When matching is done ex post in order to substitute for randomization, it is based on the assertion that, within the matched groups, the assignment of treatment is as good as random. However, because many matching models rely on a specific linear model, such as propensity score matching (PSM), they are open to the criticism of “specification searching,” meaning that researchers can try different models of matching until one, by chance, leads to the desired result. Analytical approaches have shown that the better the fit of the matching model, the more likely it is to have arisen by chance and therefore to be biased (King and Nielsen (2019)). Newer methods, such as coarsened exact matching (Iacus, King, and Porro (2012)), are designed to remove some of the dependence on functional form. In all ex post cases, prespecification of the exact matching model can prevent some of the potential criticisms on this front, but ex post matching in general is not regarded as a strong identification strategy.

Analysis of data from matching designs is relatively straightforward; the simplest design only requires using controls (indicator variables) for each group or, in the case of propensity scoring and similar approaches, weighting the data appropriately in order to balance the analytical samples on the selected variables. The teffects suite in Stata provides a wide variety of estimators and analytical tools for various designs (Cooperative (2015)). The coarsened exact matching (cem) package applies the nonparametric approach (Blackwell et al. (2009)). The iematch command in the ietoolkit package produces matchings based on a single continuous matching variable (see the DIME Wiki at https://dimewiki.worldbank.org/iematch). In any of these cases, detailed reporting of the matching model is required, including the resulting effective weights of observations, because in some cases the lack of overlapping supports for treatment and control means that a large number of observations will be weighted near zero and the estimated effect will be generated using a subset of the data.

Synthetic control

Synthetic control is a relatively new method for the case when appropri- ate counterfactual units do not exist for a treatment of interest, and often there are very few (or only one) treatment units (Abadie, Diamond, and Hainmueller (2015)). For example, finding valid comparators for state- or national-level policy changes that can be analyzed only as a single unit is typically very difficult because the set of potential comparators is usually small and diverse with no close matches for the treated unit. Intuitively, the synthetic control method works by constructing a counterfactual version of the treated unit using an average of the other units available (Abadie, Diamond, and Hainmueller (2010)). This approach is particularly effective when the lower-level components of the units would be directly comparable: people, households, businesses, and so on in the case of states and countries or passengers or cargo shipments in the case of transport corridors, for example (Gobillon and Magnac (2016)). In those situations, the average of the untreated units can be thought of as balancing because it matches the composition of the treated unit.

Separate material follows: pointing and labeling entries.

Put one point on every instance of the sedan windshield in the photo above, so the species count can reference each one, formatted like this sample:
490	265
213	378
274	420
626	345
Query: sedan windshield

To construct this estimator, the synthetic control method requires retrospective data on the treatment unit and possible comparators, including historical data on the outcome of interest for all units (for an example, see Fernandes, Hillberry, and Berg (2016)). The counterfactual blend is chosen by optimizing the prediction of past outcomes on the basis of potential input characteristics and typically selects a small set of comparators to weight into the final analysis. These data sets therefore may not have a large number of variables or observations, but the extent of the time series both before and after implementation of the treatment are key sources of power for the estimate, as are the number of counterfactual units available. Visualizations are often excellent demonstrations of these results. The synth package provides functionality for use in Stata and R; however, because the number of possible parameters and implementations of the design is large, the package can be complex to operate (Abadie, Diamond, and Hainmueller (2014)).